A Modeling Framework for Optimal Computational Resource Allocation Estimation: Considering the Trade-offs between Physical Resolutions, Uncertainty and Computational Costs

Wednesday, 17 December 2014
Mahsa Moslehi1, Felipe de Barros1 and Ram Rajagopal2, (1)University of Southern California, Los Angeles, CA, United States, (2)Stanford University, Stanford, CA, United States
Hydrogeological models that represent flow and transport in subsurface domains are usually large-scale with excessive computational complexity and uncertain characteristics. Uncertainty quantification for predicting flow and transport in heterogeneous formations often entails utilizing a numerical Monte Carlo framework, which repeatedly simulates the model according to a random field representing hydrogeological characteristics of the field. The physical resolution (e.g. grid resolution associated with the physical space) for the simulation is customarily chosen based on recommendations in the literature, independent of the number of Monte Carlo realizations. This practice may lead to either excessive computational burden or inaccurate solutions. We propose an optimization-based methodology that considers the trade-off between the following conflicting objectives: time associated with computational costs, statistical convergence of the model predictions and physical errors corresponding to numerical grid resolution.
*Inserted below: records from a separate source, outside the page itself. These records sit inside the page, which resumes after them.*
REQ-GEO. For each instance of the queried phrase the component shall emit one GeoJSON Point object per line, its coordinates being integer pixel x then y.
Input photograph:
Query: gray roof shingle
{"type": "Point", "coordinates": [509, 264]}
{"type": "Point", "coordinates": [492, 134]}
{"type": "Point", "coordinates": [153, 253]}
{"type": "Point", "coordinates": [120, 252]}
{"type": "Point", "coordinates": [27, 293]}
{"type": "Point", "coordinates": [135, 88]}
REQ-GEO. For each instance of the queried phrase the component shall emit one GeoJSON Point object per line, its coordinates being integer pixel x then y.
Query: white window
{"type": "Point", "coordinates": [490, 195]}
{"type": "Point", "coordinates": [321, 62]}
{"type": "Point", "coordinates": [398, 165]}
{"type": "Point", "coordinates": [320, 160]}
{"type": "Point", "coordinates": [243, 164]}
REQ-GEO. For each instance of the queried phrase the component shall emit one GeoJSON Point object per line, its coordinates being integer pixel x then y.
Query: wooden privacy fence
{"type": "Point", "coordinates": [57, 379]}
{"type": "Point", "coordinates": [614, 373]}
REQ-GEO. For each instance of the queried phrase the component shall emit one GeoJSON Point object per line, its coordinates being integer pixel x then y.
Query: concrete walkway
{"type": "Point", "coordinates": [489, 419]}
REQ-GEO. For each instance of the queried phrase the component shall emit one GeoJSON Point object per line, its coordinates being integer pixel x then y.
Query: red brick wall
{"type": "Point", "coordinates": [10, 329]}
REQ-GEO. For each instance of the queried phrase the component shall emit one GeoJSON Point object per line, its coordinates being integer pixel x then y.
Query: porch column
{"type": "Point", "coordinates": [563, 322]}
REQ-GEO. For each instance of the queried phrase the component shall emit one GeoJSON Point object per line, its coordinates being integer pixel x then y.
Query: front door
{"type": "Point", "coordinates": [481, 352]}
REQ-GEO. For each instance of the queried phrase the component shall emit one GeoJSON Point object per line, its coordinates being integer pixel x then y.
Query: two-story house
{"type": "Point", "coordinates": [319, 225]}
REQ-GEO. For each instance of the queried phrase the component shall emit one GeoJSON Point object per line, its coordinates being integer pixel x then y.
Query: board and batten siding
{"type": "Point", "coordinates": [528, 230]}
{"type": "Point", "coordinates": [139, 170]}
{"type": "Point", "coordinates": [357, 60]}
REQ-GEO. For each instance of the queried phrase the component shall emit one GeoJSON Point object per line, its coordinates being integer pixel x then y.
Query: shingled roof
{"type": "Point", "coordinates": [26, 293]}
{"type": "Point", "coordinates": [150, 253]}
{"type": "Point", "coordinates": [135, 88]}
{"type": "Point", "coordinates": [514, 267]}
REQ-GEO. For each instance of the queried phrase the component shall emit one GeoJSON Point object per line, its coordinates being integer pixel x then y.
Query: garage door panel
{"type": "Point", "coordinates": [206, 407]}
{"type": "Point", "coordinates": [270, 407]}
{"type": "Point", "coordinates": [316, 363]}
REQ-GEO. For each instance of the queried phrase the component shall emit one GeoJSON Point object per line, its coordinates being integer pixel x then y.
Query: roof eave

In this research, we optimally allocate computational resources by developing a modeling framework for the overall error based on a joint statistical and numerical analysis and optimizing the error model subject to a given computational constraint. The derived expression for the overall error explicitly takes into account the joint dependence between the discretization error of the physical space and the statistical error associated with Monte Carlo realizations. The accuracy of the proposed framework is verified in this study by applying it to several computationally extensive examples. Having this framework at hand aims hydrogeologists to achieve the optimum physical and statistical resolutions to minimize the error with a given computational budget. Moreover, the influence of the available computational resources and the geometric properties of the contaminant source zone on the optimum resolutions are investigated. We conclude that the computational cost associated with optimal allocation can be substantially reduced compared with prevalent recommendations in the literature.